3.7 Zoals iedere bestuurder dient ook een door de Ondernemingskamer benoemde tijdelijke bestuurder zich te richten naar het belang van de vennootschap en haar onderneming. Wat dat belang inhoudt, hangt af van de omstandigheden van het geval. Indien aan de vennootschap een onderneming is verbonden, wordt het vennootschapsbelang in de regel vooral bepaald door het bevorderen van het bestendige succes van deze onderneming (vgl. artikel 2:239 lid 5 BW en HR 4 april 2014, ECLI:NL:HR:2014:797, Cancun). In geval van een IT-dienstverlener als Centric, die vitale IT-diensten aan een groot aantal publieke en (semi)publieke organisaties verleent, wordt het belang van Centric voorts bepaald door het publieke belang dat ermee is gemoeid dat die diensten op veilige wijze kunnen worden gecontinueerd. Bij dit alles dient de door de Ondernemingskamer benoemde tijdelijke bestuurder, mede op grond van het bepaalde in artikel 2:8 BW, zorgvuldigheid te betrachten met betrekking tot de belangen van al degenen die bij de vennootschap en haar onderneming zijn betrokken (vgl. HR 4 april 2014, ECLI:NL:HR:2014:797, Cancun).
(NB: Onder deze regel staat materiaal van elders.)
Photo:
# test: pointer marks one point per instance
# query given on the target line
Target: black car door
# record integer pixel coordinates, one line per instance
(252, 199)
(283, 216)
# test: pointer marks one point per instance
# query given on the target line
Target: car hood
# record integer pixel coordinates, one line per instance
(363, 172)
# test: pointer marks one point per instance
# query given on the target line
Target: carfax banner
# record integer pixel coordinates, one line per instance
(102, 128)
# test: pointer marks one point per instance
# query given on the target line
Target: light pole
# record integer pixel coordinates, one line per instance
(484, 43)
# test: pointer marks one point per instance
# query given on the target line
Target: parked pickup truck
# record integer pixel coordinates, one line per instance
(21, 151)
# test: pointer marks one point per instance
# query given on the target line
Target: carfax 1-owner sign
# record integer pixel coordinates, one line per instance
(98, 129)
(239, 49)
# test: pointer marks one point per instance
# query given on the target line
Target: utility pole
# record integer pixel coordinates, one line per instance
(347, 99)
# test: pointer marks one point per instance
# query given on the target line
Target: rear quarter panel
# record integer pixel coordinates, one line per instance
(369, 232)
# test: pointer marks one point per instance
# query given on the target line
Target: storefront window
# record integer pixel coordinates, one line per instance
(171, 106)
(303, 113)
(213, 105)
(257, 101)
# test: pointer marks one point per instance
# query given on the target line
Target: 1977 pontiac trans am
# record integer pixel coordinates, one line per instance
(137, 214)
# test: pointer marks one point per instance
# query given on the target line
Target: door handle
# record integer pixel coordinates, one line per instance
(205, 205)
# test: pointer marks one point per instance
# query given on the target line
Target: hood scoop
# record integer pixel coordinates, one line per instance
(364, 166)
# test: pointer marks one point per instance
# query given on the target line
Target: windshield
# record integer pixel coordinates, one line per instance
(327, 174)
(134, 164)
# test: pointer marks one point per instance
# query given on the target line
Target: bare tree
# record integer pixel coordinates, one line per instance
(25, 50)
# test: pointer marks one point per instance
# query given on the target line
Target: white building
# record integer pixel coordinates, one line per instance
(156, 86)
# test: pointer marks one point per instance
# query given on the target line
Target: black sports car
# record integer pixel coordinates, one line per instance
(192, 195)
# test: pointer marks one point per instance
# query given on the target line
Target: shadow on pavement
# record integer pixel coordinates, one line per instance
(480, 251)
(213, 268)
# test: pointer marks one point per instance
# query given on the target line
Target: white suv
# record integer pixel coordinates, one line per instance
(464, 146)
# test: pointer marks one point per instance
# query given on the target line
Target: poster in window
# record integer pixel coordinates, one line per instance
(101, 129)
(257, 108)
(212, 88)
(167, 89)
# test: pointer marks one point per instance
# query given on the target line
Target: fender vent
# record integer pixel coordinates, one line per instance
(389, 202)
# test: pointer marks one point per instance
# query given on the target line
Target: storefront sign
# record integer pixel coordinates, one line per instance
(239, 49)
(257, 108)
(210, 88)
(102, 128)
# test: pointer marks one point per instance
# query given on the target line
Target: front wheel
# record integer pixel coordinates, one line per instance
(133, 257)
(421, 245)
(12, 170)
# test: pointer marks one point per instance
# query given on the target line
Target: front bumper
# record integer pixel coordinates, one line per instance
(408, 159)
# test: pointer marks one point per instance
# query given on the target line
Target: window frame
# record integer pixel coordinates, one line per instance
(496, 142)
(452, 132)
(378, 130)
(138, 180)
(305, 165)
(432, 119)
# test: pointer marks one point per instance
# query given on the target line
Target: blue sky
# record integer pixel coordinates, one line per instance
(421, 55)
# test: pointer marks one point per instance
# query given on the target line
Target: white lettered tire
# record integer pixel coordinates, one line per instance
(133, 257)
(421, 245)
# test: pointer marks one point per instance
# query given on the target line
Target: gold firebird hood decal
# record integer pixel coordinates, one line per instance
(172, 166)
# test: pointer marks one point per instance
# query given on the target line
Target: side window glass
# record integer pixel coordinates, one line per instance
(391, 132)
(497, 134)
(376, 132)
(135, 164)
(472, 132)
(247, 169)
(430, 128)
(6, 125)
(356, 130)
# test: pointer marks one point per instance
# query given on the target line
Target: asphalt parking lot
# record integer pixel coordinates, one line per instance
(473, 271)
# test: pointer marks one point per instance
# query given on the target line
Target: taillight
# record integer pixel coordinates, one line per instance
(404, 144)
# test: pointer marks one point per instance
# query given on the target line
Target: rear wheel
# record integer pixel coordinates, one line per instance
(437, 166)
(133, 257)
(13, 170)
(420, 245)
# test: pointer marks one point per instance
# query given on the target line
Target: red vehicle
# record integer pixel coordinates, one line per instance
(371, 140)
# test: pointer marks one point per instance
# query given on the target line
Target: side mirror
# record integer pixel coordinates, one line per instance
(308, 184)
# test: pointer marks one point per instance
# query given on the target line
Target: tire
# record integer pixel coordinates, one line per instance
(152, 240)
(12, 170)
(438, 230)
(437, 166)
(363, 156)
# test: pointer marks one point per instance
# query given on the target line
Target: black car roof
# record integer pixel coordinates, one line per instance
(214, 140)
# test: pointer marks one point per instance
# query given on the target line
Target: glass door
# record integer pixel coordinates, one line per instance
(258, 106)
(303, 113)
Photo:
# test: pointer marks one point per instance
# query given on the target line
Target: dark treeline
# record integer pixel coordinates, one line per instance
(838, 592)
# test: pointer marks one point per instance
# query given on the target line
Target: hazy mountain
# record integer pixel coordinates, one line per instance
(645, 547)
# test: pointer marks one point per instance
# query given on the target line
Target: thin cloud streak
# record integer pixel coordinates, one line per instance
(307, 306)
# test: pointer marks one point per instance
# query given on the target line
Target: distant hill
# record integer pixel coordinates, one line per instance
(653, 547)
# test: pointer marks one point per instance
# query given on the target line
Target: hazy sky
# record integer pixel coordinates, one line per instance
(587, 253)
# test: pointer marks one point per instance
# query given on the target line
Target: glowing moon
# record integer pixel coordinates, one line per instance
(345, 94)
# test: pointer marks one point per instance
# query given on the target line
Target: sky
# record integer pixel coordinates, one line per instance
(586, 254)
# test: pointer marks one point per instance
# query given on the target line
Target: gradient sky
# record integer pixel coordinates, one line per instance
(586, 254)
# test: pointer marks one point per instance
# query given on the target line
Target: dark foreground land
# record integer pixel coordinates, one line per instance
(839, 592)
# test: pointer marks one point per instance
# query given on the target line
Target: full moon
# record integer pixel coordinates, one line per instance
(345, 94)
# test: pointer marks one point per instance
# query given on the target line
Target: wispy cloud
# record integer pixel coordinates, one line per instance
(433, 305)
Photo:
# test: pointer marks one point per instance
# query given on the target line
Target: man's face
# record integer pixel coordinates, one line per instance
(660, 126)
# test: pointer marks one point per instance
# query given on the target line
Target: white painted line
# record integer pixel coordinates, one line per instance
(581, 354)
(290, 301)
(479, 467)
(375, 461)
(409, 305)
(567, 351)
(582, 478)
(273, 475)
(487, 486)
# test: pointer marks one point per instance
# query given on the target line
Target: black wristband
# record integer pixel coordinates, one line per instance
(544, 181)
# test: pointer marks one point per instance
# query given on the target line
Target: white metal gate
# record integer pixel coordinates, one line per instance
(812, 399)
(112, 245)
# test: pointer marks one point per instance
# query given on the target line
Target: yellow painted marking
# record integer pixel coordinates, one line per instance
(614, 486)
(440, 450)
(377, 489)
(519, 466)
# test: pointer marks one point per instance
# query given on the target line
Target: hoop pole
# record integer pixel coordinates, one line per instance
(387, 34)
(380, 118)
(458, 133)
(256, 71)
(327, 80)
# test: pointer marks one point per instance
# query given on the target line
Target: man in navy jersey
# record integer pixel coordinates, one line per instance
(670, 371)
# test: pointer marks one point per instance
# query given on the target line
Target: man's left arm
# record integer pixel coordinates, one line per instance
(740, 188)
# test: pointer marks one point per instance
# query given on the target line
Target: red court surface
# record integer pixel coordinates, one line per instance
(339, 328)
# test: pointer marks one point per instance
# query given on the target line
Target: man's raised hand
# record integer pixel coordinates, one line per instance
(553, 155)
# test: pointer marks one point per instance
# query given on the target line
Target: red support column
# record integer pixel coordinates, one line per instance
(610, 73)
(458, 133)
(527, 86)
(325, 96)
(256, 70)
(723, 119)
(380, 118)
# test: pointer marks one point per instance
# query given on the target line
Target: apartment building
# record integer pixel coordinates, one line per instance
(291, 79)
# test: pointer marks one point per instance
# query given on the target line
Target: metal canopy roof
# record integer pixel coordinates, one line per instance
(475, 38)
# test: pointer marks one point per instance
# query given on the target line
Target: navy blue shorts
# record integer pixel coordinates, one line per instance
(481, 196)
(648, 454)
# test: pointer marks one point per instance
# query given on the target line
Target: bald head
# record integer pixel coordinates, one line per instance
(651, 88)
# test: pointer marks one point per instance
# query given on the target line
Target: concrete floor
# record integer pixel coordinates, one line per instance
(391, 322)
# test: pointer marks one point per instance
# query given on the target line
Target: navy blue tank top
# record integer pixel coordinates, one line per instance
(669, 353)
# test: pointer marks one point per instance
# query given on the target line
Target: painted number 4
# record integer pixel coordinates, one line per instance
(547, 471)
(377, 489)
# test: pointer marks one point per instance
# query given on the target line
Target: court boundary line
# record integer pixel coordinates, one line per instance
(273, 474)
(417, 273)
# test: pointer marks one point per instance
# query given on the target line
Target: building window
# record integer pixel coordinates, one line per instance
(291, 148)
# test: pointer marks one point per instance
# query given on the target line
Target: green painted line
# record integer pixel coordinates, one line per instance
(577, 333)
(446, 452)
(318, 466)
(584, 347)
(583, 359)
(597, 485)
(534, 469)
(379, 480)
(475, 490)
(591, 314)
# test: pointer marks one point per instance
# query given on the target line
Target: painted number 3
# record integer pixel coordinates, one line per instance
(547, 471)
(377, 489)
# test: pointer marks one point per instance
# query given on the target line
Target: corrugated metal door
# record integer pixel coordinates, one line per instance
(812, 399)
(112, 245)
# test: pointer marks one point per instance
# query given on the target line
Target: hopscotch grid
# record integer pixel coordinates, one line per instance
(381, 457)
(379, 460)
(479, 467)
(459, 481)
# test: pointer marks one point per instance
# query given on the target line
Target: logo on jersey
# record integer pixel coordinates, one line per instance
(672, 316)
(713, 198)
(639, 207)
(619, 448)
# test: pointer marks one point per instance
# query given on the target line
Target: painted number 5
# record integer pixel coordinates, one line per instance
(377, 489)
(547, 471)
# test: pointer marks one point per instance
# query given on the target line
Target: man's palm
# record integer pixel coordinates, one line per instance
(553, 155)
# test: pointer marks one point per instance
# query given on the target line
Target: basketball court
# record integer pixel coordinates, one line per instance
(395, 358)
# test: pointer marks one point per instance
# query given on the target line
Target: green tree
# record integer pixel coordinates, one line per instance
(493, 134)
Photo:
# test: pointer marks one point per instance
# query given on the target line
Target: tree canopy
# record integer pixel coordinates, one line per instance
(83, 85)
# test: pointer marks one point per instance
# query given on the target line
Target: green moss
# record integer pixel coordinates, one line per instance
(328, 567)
3.8 Bij de vervulling van zijn taak heeft de tijdelijke bestuurder voor de duur van zijn benoeming in beginsel alle bevoegdheden die de wet en de statuten aan de bestuurder toekennen (vgl. HR 19 februari 2010, ECLI:NL:HR:2010:BK5989, Fuldauer). Het is niet aan de Ondernemingskamer, maar aan die tijdelijke bestuurder om binnen de grenzen van zijn taken en bevoegdheden te beoordelen of bepaalde maatregelen binnen of door de rechtspersoon moeten worden getroffen en, zo ja, die te treffen.
3.9 Wordt in verband met de handelwijze van de tijdelijke bestuurder wijziging of aanvulling van eerder getroffen onmiddellijke voorzieningen gevraagd, dan zal de Ondernemingskamer bij de toepassing van artikel 2:349a lid 2 BW, naast hetgeen hiervoor in 3.6 is vermeld, tevens de omstandigheden van het geval in verband met die handelwijze in aanmerking moeten nemen. Daarbij kan de Ondernemingskamer zo nodig mede onderzoeken of de tijdelijke bestuurder zijn taak zorgvuldig uitoefent of heeft uitgeoefend. Hetgeen hiervoor is overwogen, geldt ook indien het gaat om een beheerder van aandelen aan wie bij wijze van voorlopige voorziening aandelen ten titel van beheer zijn overgedragen (vgl. HR 11 juli 2014, ECLI:NL:HR:2014:1652, Novero).
Het verkooptraject
3.10 Op zichzelf bestaat overeenstemming over de vraag of Centric moet worden verkocht. Ook [B] wil dat Centric wordt verkocht aan een koper die de continuïteit van de onderneming waarborgt. [B] schrijft dit onder meer bij monde van zijn advocaat in het verzoekschrift dat leidde tot de beschikking van 18 januari 2024 en in zijn brief aan de uitvoerende bestuurder van 6 april 2024. Centric Holding meent dat een verkoop noodzakelijk is omdat dat de enige manier is om zeker te stellen dat [B] geen betrokkenheid bij de onderneming van Centric meer zal hebben. Centric Holding heeft in dat verband onder meer aangevoerd dat het Centric-concern ten tijde van het ingrijpen door de Ondernemingskamer in november 2022 in een zorgwekkende toestand verkeerde. Grote klanten waren vertrokken of dreigden te vertrekken, evenals het personeel. Het concern leed verlies en de continuïteit van de onderneming zou zonder het treffen van onmiddellijke voorzieningen ernstig in gevaar komen. Volgens Centric Holding zijn medewerkers en grote klanten slechts gebleven of teruggekomen onder voorwaarde dat de garantie werd gegeven dat [B] niet bij Centric zou terugkeren. Tegen die achtergrond zijn het bestuur van Centric Holding en de beheerder tot de conclusie gekomen dat het in het belang van Centric en alle daarbij betrokken belanghebbenden noodzakelijk was om te komen tot een verkoop van de onderneming van Centric. De ondernemingsraad onderschrijft de noodzaak van een verkoop van de onderneming, evenals de advocaat-generaal. Met het voorgaande is voldoende toegelicht en aannemelijk geworden dat en waarom in de gegeven omstandigheden een verkoop van de onderneming van Centric in het belang van de continuïteit van de onderneming van Centric en daarmee in het belang van alle betrokkenen noodzakelijk is. De Ondernemingskamer neemt daarom tot uitgangspunt dat het bestuur van Centric Holding en de beheerder in redelijkheid hebben kunnen besluiten tot een verkoop van de door Centric gedreven onderneming.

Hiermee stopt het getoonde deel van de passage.